Alluding to policies of Greece’s leftist government and proposals by a Spanish leftist party, Podemos, for a bigger state role in the economy, Rajoy said Spain could create more than two million jobs in the second half of this decade—unless a swing toward populism derails the recovery.
Spain has been adding jobs faster than most other European countries hit by recession in recent years. Last week the national statistics bureau said the number of Spanish households with all active adults unemployed had fallen by 9.4% over the past 12 months. That was the steepest annual reduction since 2006, two years before the collapse of a real estate boom sent the economy into a prolonged slump.

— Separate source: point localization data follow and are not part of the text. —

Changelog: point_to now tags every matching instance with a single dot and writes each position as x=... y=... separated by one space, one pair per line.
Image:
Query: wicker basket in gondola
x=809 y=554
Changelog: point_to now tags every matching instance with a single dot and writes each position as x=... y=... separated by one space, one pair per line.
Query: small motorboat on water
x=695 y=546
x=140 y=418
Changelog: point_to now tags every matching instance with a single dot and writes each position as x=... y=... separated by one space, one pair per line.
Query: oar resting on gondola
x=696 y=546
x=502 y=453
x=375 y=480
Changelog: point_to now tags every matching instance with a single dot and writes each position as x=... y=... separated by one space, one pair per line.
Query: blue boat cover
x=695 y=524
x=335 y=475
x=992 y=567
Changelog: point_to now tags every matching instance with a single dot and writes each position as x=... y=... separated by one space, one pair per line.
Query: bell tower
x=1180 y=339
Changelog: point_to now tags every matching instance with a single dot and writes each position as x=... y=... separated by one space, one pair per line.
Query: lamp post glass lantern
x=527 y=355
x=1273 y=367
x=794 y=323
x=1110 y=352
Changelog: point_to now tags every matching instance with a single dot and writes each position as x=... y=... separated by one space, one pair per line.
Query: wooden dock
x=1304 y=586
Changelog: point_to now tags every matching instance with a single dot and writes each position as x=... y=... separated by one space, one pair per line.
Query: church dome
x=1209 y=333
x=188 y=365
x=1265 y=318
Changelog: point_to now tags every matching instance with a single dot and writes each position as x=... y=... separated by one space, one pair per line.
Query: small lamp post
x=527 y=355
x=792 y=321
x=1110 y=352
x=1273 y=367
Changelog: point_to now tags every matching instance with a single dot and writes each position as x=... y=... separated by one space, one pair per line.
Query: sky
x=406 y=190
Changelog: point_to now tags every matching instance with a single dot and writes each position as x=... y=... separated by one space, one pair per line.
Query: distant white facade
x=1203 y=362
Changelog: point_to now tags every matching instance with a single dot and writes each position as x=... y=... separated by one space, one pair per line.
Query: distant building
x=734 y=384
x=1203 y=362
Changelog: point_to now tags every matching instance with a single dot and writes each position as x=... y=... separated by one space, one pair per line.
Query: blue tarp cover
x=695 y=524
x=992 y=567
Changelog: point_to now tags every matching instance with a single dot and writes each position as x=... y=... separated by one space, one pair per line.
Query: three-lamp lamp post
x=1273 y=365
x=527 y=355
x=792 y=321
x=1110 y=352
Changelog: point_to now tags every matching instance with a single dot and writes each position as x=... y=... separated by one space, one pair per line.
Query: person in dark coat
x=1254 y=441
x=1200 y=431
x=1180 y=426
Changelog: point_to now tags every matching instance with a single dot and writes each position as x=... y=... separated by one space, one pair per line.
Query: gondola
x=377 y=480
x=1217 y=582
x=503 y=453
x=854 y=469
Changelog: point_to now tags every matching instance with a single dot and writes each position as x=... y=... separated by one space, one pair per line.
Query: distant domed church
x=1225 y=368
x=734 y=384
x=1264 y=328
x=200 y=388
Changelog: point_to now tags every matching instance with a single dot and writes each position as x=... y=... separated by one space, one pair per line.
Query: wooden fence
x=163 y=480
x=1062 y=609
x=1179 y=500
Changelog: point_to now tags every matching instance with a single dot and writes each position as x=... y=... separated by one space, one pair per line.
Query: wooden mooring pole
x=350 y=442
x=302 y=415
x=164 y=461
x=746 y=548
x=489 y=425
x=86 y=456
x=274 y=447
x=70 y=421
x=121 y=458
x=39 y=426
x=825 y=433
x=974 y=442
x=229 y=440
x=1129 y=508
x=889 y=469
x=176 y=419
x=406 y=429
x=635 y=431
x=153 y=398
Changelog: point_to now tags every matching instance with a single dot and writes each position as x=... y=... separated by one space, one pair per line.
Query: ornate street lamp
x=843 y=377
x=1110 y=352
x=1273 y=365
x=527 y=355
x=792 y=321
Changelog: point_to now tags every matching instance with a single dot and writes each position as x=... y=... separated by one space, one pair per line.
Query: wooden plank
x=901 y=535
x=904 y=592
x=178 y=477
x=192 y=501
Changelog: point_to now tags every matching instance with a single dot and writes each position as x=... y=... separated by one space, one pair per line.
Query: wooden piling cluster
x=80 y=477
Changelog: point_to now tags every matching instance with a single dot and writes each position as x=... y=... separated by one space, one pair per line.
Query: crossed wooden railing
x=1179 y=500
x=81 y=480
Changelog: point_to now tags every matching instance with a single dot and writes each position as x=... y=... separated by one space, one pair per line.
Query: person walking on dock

“Spain’s society has shown that, with good policies in place, it’s capable of meeting goals that appeared unreachable and fix problems that appeared to be beyond solution,” Rajoy told a group of business and political leaders. “Probably, each one of you here could cite the specific sacrifices you had to make all these years.”
The country holds regional elections next month. Rajoy, whose conservative Popular Party won an absolute majority in parliament in late 2011, is required to call a general election before the end of the year.